It’s been a long time since I first had to use speech recognition software. I’d broken my arm at Ju-Jitsu and was on deadline—if I remember right, for the middle book of the After America series. Those of you who’ve been around that long might recall that I used the Mac version of Dragon Dictate. And while I made it work, I was always aware that the Windows version was far superior. That made sense—back then, Windows desktops vastly outnumbered Macs, and software companies allocated resources accordingly.
The fundamental divide between Mac and Windows still exists, but I’m afraid the real game now is AI.
I recently swapped out my old dictation setup—AirPods and an open document in Microsoft Word—for AI-powered speech recognition tools. I had no choice, really. Dragon Dictate for Mac died screaming years ago. How many years? I honestly don’t remember. Five? Ten? Whatever, it’s long gone and the bones were buried in Word.

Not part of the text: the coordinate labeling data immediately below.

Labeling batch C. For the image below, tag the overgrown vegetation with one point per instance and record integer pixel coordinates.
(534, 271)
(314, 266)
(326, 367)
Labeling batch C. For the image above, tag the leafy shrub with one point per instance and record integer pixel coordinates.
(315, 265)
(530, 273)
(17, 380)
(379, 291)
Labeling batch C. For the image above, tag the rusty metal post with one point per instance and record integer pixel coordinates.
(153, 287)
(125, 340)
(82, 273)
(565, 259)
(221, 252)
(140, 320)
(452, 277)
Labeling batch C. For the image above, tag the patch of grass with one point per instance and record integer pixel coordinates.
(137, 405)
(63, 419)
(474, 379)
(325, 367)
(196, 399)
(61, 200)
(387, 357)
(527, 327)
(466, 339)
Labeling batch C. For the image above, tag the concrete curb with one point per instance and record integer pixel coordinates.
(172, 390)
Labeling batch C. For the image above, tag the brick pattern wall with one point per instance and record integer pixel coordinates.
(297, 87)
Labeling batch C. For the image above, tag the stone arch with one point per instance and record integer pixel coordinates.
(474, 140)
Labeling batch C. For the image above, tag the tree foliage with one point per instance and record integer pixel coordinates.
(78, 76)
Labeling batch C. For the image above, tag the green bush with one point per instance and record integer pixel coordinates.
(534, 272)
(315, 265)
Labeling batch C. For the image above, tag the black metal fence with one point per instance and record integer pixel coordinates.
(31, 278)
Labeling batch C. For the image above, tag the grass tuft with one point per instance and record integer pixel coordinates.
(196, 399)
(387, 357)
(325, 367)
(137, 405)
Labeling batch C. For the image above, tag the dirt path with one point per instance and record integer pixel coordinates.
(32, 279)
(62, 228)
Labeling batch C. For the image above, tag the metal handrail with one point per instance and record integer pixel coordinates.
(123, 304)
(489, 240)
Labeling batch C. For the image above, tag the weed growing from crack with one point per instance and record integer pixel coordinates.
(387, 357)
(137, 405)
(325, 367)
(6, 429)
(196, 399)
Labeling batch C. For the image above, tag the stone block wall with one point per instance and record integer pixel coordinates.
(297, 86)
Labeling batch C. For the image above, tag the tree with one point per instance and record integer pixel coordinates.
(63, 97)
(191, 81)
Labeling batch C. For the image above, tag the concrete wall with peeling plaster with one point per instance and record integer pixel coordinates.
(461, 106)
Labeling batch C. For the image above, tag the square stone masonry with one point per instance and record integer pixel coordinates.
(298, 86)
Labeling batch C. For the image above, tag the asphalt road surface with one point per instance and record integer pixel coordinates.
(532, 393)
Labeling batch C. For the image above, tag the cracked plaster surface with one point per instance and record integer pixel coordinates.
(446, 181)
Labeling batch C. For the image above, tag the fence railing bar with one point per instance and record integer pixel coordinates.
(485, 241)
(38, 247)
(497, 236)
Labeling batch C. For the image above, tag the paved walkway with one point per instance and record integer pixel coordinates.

AI for speech recognition (rather than just shit writing) snuck up on me. I suspect it’s been improving for a while, but it wasn’t until recently that I realized just how many alternatives are available now. And because most of them are server-based, they work equally well on Mac and Windows. That said, the one I’m using—MacWhisper Pro— runs locally. I’ve got it on my M2 MacBook Air because it’s slightly faster than my first-gen M1 iMac, and fuck me, the leap in speed and accuracy is staggering.
Back in the day, dictation software was brute force. There was nothing intelligent about it. It was a massive, clunky piece of bloatware trained over tens of thousands of hours to recognize common pronunciations of words. If what you said matched what it had in its memory, great. If not, too bad. It was basically a mechanical Turk for language.
AI doesn’t work that way. It’s not just matching sounds—it’s running probability calculations. It takes your speech, analyzes the waveforms (or whatever creepy shit is going on behind the scenes), and predicts the most likely sequence of words. The result? Much better accuracy.
It took me a few days to figure out the best way to use it, but once I did, my daily word count exploded. I don’t use AI to write—as in, “Hey, robot, write this story for me,” because I’m not a loser. But dictation? That’s different. Now, I just sit down and describe the stories in my head for 10 minutes, let the software transcribe them, and—while it’s not perfect—it’s at least as accurate as the old Dragon Dictate. And a helluva lot more forgiving.
Then, I take that rough transcript, feed it into another AI (Claude or ChatGPT), and tell it: This came from speech recognition, so it’s full of dictation artifacts. Clean it up. A minute later, I’ve got a readable version of my text that’s 99% accurate.
The best part? I don’t have to dictate punctuation, paragraph breaks, commas, full stops, quotation marks—none of it. That as always one of the worst things about the old mechanical Turk. I also don’t have to navigate through the text using voice commands, which was a nightmare. I just talk, as if I’m telling the story to someone at a bar or a café, and the AI does the typing.
The end result? I’ve gone from averaging 2,000 words a day to 5,000. It’s partly why I’ve been absent here. I’ve crushing a deadline for the third Sleeper Agent using this system.
I don’t know if I’ll be able to sustain the pace, but there’s no reason I shouldn’t—it’s not a grind. I’m looking forward to trying it out with WW 3.2.
I support a lot of lawyers in my job and a lot of them use dictation software. I have been surprised at how good the software is getting, mostly because they apply an enormous amount of resources of getting it right.
The days of transcriptionists are almost over. You can feed a dictation file into an LLM, as you say, and get a very accurate transcription out.
They're even training the LLMs on doing transcription of voicemail messages, because apparently, listening to a voicemail is too hard. My mobile also transcribes voicemails. It's not as good as some enterprise phone systems obviously, but it does it.
The obvious evolution is the iButler - a personalised link to LLMs and so on, being helpful and feeding you directed ads (reduce ads for $49.99 per week), doing things like booking appointments, doing your shopping, transcribing voicemails and so on. Different accents, languages and cosmetic options available for both one off and subscription pricing.
I think we should make a distinction between what is now grouped under the umbrella AI. It isn't helped that every techbro and his politician claims everything is AI whilst conflating the LLM AIs copilot, chatGP etc (as I refer to it , spicy clippy) and network learning algorithms that help refine tools like software developed to scan images to identify pre-tumorous cells better than radiologist, Improves classifications of microbiota in seweage treatment systems or as in the case above that helps improve speech recognition.